Z.F. c. R., 2024 QCCA 1428

Même si la possibilité d’un préjudice professionnel peut suffire à établir un intérêt véritable à obtenir une absolution, celle-ci ne doit pas être théorique ni simplement hypothétique. Il doit exister un certain fondement au soutien d’une allégation de préjudice professionnel, démontré par une preuve.

[9]         Quant à l’absolution, la juge ne l’exclut pas d’emblée, mais conclut que les conditions pour l’accorder ne sont pas remplies[10].Selon la juge, l’appelante échoue à faire la preuve de son intérêt véritable à être absoute, puisqu’elle ne démontre pas qu’une condamnation lui nuira.

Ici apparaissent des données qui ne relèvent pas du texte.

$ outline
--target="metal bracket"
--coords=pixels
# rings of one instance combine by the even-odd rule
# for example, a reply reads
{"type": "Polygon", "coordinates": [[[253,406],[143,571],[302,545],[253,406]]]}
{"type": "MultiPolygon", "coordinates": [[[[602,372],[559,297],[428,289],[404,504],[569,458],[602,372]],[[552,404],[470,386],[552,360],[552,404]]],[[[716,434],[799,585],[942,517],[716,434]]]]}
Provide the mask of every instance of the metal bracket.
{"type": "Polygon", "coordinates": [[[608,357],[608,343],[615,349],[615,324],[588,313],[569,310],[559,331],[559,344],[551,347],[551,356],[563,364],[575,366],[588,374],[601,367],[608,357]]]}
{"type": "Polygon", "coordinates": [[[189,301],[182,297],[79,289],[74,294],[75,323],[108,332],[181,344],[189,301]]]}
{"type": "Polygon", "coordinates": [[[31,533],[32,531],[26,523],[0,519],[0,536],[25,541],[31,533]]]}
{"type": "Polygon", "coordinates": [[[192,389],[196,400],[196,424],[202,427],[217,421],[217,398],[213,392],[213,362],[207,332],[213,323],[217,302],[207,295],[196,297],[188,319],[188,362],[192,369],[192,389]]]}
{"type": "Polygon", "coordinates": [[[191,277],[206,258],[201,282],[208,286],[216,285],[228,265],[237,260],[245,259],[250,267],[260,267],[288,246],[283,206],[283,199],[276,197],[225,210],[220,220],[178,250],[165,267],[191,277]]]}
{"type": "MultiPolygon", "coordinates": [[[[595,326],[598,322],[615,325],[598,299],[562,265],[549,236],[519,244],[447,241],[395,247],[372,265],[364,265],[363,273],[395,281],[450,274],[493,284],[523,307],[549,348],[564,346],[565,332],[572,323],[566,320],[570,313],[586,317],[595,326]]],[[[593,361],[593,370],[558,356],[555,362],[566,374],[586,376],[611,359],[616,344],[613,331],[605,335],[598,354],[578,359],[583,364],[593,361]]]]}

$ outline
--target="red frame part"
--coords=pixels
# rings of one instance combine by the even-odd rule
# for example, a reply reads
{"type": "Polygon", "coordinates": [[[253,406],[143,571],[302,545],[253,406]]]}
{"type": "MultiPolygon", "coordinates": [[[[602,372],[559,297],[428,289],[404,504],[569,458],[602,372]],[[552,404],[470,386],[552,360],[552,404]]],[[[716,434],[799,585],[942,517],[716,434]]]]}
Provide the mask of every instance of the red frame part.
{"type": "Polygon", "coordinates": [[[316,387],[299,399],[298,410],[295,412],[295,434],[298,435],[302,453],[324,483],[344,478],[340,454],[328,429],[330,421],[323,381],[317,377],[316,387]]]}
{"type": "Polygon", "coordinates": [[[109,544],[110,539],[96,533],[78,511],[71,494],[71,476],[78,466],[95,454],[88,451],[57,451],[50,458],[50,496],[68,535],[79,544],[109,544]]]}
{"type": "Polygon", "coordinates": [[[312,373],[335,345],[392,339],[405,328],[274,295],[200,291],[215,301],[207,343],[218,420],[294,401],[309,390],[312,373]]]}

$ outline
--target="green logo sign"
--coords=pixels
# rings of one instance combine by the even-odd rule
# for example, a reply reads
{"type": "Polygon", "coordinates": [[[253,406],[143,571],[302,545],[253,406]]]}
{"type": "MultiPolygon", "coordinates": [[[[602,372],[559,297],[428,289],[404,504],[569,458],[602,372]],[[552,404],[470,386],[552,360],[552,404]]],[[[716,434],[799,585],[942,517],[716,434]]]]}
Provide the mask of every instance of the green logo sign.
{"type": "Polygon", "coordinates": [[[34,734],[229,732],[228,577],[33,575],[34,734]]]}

Plus précisément, la preuve ne permet pas d’établir : (1) la possibilité d’un préjudice professionnel pour l’appelante et (2) les répercussions négatives d’une condamnation sur son statut de résidente permanente au Canada.

[10]      Sur le premier point, la juge note que l’appelante a commencé des études en soins infirmiers, mais ajoute que l’absence de témoignage à l’audience sur la peine n’étaye pas la possibilité d’un préjudice professionnel découlant de sa condamnation. Cette conclusion est exempte d’erreur révisable en appel. Même si la possibilité d’un préjudice professionnel peut suffire à établir un intérêt véritable à obtenir une absolution[11], celle-ci ne doit pas être théorique ni simplement hypothétique[12]. Il doit exister un certain fondement au soutien d’une allégation de préjudice professionnel[13], démontré par une preuve[14].

L’absolution conditionnelle « ne constitue pas l’unique moyen pour faire échec à une mesure de déportation.

[11]      Quant au deuxième point, le statut de résidente permanente de l’appelante, les parties conviennent qu’une peine d’emprisonnement avec sursis n’entraîne pas les effets potentiellement préjudiciables d’une peine de plus de six mois d’emprisonnement ferme, dont une possible expulsion du pays pour « grande criminalité »[15]. Ainsi, l’absolution conditionnelle « ne constitue pas l’unique moyen pour faire échec à une mesure de déportation »[16]. Cette conclusion est conforme aux enseignements de la Cour suprême dans l’arrêt Tran c. Canada (Sécurité publique et Protection civile)[17], où celle-ci conclut que les peines d’emprisonnement avec sursis ne sont pas visées par le terme « emprisonnement » au sens de l’al. 36(1)a) de la Loi sur l’immigration et la protection des réfugiés[18], dont l’objet est de définir la « grande criminalité » pour les résidents permanents déclarés coupables d’une infraction au Canada[19].

[12]      Par ailleurs, comme le souligne notre Cour dans l’arrêt Diawara c. R., « les conséquences indirectes d’une condamnation en matière d’immigration peuvent être considérées, mais cela ne doit pas faire en sorte que la peine infligée ne soit pas proportionnelle à la gravité de l’infraction et au degré de responsabilité du délinquant »[20].